Model matrix for anova in limma
3
0
Entering edit mode
serpalma.v ▴ 60
@serpalmav-8912
Last seen 2.2 years ago
Germany

Dear members,
I am currently learning how to analyse micro array data and I am having problems designing a matrix for paired anova using limma.
The experiment consists in 4 animals. From each animal, 4 cell cultures where prepared.
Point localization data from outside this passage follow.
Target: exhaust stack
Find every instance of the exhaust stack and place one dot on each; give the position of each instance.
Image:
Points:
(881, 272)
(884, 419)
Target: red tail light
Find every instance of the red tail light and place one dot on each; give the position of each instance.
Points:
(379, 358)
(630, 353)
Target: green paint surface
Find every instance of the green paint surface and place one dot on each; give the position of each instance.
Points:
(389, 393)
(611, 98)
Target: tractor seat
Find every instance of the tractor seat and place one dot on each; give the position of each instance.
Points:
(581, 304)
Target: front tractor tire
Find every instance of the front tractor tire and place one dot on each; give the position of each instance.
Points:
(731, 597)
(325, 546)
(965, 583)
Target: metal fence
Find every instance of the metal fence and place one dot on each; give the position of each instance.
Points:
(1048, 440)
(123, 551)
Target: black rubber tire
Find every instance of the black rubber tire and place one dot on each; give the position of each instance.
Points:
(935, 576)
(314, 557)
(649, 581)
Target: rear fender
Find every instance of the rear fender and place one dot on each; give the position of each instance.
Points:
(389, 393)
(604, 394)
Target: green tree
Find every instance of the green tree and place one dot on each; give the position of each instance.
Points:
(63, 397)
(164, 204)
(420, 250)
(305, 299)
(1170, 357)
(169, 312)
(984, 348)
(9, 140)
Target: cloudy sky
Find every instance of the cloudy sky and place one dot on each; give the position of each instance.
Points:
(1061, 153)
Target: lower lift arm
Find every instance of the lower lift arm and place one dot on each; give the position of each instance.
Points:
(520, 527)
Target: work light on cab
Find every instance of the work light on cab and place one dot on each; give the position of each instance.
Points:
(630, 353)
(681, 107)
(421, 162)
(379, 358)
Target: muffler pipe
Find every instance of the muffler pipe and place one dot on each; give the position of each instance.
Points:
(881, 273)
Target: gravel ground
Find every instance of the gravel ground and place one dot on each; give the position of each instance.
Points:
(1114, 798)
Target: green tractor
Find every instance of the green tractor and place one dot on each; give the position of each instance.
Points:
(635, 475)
Each cell culture was treated with 4 conditions.

animalCulture <- c(rep("A1", 4), rep("A2", 4), rep("A3", 4), rep("A4", 4))
treatm <- rep(c("Cond1", "Cond2", "Cond3", "Cond4"), 4)
df <- data.frame(animalCulture = animalCulture, treatm = treatm)

To construct a model matrix, I was thinking blocking by the animalCulture variable

model.ma <- model.matrix(~0+df$animalCulture+df$treatm)

Then variances and contrasts will be defined as follow:

fit <- lmFit(eset, model.ma)
contrastmatrix <- makeContrasts(Cond1-Cond2,
                                Cond1-Cond3,
                                Cond1-Cond4,
                                Cond2-Cond3,
                                Cond2-Cond4,
                                cond3-Cond4,
                                levels=model.ma)
fit2 <- contrasts.fit(fit, contrastmatrix)
ebayes <- eBayes(fit2) 

Is this the correct way to model the experimental design? 

Is this the correct way to extract contrasts between conditions accounting for samples that comefrom the same animal?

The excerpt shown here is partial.